Stolz was offered a senior contract with Munich 1860 in 2011 but decided to play college soccer in the United States joining George Mason University. In his first season in the United States Stolz appeared in 18 matches and scored four goals. After a strong first season, Stolz decided to transfer to UCLA. In three years with the Bruins, Stolz played in 63 matches and scored 20 goals and recorded 22 assists. At the end of the 2014 season, Stolz was awarded the Hermann Trophy recognizing him as the top college soccer player in the country. Stolz and his UCLA team reached their first College Championship final in December 2014, but lost to Virginia on penalties.

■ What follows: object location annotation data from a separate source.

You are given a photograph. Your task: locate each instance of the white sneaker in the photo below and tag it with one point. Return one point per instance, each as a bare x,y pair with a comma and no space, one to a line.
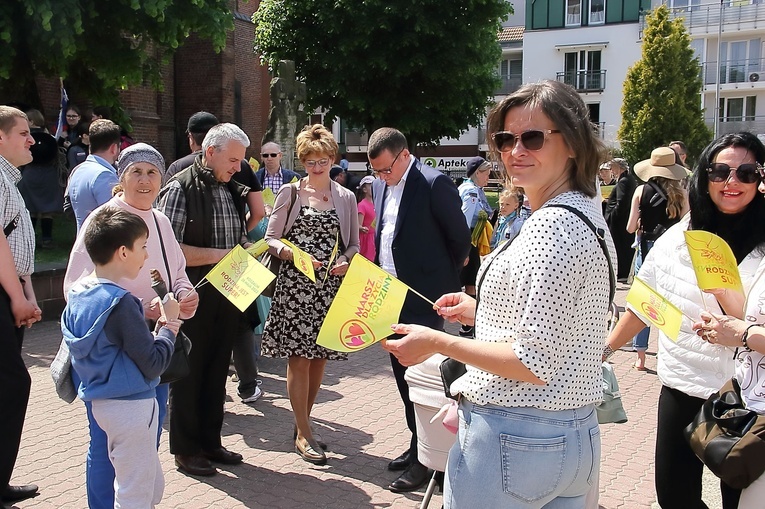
256,394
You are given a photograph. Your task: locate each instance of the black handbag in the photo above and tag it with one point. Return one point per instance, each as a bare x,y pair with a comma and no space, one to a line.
728,438
179,362
452,369
273,262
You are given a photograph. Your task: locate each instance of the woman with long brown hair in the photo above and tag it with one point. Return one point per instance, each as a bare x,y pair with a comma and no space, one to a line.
656,206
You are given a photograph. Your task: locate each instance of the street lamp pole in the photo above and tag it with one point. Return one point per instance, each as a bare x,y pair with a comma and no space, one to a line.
717,80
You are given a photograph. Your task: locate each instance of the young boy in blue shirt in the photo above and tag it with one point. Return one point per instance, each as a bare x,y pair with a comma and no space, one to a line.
117,358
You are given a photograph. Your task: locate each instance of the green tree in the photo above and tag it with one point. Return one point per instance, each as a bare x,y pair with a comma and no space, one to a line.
661,92
100,47
427,68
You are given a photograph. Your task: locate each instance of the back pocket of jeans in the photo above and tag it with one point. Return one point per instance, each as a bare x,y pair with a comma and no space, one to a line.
531,467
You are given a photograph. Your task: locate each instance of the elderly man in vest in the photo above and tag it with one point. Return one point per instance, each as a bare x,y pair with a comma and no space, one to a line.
206,209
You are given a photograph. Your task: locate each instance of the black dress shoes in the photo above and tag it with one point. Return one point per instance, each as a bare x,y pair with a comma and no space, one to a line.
401,462
223,455
16,493
413,478
195,465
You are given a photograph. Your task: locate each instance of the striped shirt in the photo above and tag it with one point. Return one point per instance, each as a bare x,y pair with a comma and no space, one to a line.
274,182
22,239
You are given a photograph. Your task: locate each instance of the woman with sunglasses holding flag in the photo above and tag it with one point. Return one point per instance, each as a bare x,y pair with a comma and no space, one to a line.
724,200
528,433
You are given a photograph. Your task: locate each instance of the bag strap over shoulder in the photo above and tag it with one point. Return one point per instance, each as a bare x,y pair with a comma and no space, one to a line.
601,236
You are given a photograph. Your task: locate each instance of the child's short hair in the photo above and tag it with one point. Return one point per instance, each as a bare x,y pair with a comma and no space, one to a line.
109,229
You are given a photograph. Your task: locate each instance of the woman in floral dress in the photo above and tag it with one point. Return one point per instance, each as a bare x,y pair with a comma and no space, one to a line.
313,214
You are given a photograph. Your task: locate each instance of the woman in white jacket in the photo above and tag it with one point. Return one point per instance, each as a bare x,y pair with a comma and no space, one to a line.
724,200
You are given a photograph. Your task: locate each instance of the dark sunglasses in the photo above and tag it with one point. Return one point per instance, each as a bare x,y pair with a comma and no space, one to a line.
389,169
533,139
748,173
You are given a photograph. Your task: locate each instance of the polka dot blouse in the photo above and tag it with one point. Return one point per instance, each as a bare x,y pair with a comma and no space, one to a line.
546,296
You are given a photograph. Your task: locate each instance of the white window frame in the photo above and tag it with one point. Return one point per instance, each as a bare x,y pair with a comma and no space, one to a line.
573,20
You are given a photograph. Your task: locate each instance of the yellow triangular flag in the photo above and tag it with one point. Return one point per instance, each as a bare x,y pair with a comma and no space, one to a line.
713,261
302,260
240,277
368,302
332,258
257,248
268,197
658,310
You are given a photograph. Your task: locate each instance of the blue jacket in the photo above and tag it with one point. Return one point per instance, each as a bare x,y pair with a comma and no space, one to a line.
113,351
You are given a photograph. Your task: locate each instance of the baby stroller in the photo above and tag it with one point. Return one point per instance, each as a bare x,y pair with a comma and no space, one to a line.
434,440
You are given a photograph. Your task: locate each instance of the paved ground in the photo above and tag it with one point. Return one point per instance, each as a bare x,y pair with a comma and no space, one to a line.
358,414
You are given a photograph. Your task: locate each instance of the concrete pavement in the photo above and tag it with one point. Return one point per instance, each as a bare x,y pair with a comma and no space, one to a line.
358,414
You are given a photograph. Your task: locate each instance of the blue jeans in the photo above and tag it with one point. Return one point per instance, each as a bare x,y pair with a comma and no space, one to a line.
640,341
522,457
99,472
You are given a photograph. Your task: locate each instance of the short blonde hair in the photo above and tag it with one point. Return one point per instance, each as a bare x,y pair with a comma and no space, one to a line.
511,192
315,139
8,116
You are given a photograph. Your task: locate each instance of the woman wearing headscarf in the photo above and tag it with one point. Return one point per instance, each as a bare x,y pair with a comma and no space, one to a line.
656,206
139,168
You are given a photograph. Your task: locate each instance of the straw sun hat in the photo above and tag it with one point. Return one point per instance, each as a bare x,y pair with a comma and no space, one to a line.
661,164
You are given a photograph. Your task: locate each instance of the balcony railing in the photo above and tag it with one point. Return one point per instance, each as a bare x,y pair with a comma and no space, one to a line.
509,84
584,81
734,71
708,16
600,129
754,124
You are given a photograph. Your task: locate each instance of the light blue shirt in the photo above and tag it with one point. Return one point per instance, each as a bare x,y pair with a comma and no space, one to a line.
473,201
90,186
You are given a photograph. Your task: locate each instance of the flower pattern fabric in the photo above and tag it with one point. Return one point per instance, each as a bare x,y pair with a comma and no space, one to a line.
299,306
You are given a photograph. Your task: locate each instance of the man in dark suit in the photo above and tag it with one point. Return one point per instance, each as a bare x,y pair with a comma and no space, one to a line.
423,240
617,212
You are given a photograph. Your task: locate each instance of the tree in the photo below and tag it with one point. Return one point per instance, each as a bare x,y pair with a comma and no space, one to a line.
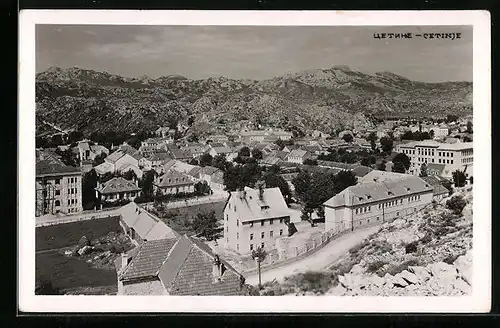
368,160
273,180
459,178
348,137
423,170
205,225
469,127
206,160
386,143
256,153
456,204
202,188
259,255
89,182
244,152
99,159
403,159
381,165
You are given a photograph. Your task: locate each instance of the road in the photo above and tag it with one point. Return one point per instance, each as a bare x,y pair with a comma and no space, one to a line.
318,260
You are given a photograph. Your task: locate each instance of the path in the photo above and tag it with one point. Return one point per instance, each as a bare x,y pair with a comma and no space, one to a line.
318,260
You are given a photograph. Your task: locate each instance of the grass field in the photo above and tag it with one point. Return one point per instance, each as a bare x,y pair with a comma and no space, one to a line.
71,273
68,234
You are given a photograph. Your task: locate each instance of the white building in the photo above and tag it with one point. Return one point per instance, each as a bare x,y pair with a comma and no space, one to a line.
376,202
457,156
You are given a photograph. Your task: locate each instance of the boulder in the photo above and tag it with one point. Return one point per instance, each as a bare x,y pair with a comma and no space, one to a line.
409,277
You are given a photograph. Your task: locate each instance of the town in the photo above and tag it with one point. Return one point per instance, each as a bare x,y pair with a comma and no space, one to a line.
238,210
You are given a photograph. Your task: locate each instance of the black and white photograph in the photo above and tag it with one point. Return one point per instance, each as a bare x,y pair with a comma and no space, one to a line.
258,160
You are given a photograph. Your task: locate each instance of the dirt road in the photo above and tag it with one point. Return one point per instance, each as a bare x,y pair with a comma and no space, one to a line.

Stolz graduated from ESADE Business School, Barcelona on 28 October 2017 successfully finishing his master's degree in international management.

=== New York Red Bulls ===
On 15 January 2015, Stolz was selected 18th overall by New York Red Bulls in the 2015 MLS SuperDraft. Stolz signed a contract with the Red Bulls on 17 January 2015.

Stolz was loaned to affiliate side New York Red Bulls II and captained the side in its first ever match on 28 March 2015 in a 0–0 draw with Rochester Rhinos. On 4 April 2015, Stolz scored his first goal for New York Red Bulls II in a 4–1 victory over Toronto FC II, the first victory in club history.

Stolz was released by Red Bulls at the end of the 2015 MLS season.